Até Piumhi foi tudo muito bem, até sorri para o meu novo parceiro de viagem, recém embarcado. Mas foi a conta de sair do trevo, um suor frio empapou a gola da camiseta. Fiz respiração cachorrinho, endureci o corpo, mas nada, nada, amenizava a cólica.
Pedi licença ao meu vizinho de poltrona, aproximei-me e sussurrei para o motorista: “Moço, estou passando muito mal, por favor, pare num posto de gasolina”.
A resposta do homem acordou um terço do ônibus:“Menina, não temos posto de gasolina nos próximos vinte quilômetros, se quiser paro na estrada”.
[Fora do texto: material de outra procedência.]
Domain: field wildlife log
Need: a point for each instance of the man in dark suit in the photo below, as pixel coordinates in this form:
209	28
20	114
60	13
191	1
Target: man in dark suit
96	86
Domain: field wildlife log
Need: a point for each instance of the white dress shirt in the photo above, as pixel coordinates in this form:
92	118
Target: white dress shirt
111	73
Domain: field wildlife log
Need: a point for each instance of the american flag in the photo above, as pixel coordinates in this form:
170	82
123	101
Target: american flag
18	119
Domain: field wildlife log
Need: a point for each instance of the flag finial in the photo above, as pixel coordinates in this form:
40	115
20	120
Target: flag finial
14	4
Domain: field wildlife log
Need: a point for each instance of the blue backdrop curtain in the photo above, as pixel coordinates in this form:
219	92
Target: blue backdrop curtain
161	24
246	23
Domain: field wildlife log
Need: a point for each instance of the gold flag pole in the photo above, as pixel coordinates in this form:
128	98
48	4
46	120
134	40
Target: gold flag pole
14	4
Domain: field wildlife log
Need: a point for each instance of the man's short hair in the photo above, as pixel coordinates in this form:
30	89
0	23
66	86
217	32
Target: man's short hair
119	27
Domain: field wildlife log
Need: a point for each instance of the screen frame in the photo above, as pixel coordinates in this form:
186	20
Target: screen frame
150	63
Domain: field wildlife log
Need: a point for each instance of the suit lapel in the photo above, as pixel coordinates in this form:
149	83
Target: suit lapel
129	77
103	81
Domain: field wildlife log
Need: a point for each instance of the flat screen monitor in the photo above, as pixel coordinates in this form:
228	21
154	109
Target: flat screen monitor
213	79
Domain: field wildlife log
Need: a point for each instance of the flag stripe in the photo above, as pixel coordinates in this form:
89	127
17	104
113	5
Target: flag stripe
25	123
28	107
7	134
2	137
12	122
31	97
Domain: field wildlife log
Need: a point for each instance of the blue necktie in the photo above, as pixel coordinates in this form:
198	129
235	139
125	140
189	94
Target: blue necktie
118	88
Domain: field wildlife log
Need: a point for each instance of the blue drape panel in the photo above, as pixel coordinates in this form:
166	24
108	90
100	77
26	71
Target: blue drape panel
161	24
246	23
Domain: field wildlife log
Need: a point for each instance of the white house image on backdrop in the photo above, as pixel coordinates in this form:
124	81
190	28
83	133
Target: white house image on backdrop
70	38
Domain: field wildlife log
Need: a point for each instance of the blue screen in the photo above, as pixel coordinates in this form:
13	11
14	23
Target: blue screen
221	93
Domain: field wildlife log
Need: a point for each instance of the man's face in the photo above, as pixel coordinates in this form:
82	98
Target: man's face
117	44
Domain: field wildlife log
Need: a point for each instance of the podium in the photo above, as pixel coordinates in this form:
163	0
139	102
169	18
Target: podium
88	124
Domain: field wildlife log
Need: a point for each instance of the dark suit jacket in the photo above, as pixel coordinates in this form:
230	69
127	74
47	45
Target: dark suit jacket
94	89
Voltei sem gracinha para o meu lugar, com a expectativa de aguentar os vinte quilômetros, não suportei nem quinhentos metros. Pedi licença novamente ao meu vizinho de poltrona e falei ainda mais baixo para o condutor: “Moço, aceito a segunda opção”.
O ônibus andou mais uns metros e parou, neste momento mais um terço do ônibus acordou com o grito do motorista: “Menina, aqui está bom?”
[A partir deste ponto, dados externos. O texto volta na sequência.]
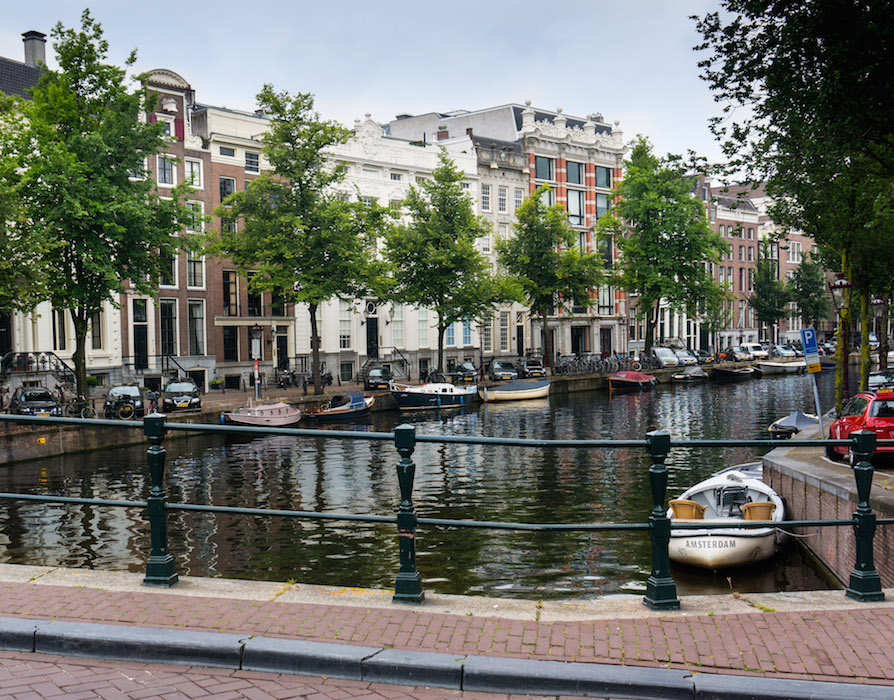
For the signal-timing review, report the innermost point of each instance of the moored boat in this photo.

Desci agarrada com o meu caderno de anatomia, e na beira da estrada eu só via a defunta do acidente pedindo socorro.
Eu tinha duas opções, voltar para o ônibus -e o desfecho seria desastroso – ou enfrentar a defunta mato adentro e resolver o meu problema.
Não fiz nem uma coisa, nem outra. Convicta de que o meu sorriso inicial e os dois pedidos de licença para sair da poltrona já nos tornara íntimos, voltei para o ônibus e solicitei apoio para o meu vizinho de viagem.
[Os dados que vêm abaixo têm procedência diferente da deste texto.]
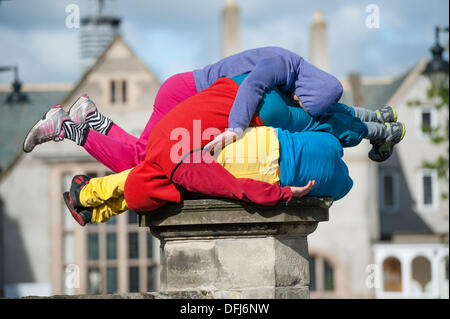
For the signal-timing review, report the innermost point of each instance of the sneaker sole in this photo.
(77, 103)
(395, 113)
(72, 210)
(37, 124)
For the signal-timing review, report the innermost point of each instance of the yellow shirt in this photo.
(255, 155)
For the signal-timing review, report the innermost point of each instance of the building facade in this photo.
(47, 252)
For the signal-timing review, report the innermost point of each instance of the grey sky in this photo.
(174, 36)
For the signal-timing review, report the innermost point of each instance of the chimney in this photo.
(97, 31)
(230, 29)
(354, 80)
(318, 54)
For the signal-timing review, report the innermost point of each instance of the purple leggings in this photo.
(119, 150)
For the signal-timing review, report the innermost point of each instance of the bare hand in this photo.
(302, 191)
(221, 140)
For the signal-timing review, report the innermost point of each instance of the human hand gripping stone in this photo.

O rapaz foi discreto. Acho que, desde o início, percebera a minha inquietação. Ele desceu do ônibus comigo e ficou na beiradinha da rodovia. Entrei no mato até onde a minha coragem permitia, pouco além de onde ele estava.
Quando tudo se resolveu, percebi que todos os passageiros estavam alertas, alguns aboletados nas janelinhas assistindo ao show (o ônibus não tinha ar-condicionado).Outros até desceram para fumar e o motorista meneava a cabeça em sinal de reprovação.
Outra vez me vi diante de um dilema: jogar-me no mato escuro e ser a próxima protagonista de casos extraordinários ou voltar para o ônibus.
Voltei para o veículo, e com toda a arrogância permitida, comecei a cobrar ingresso dos espectadores. É lógico que do meu vizinho de poltrona cobrei o dobro. Afinal, ele assistiu tudo de camarote.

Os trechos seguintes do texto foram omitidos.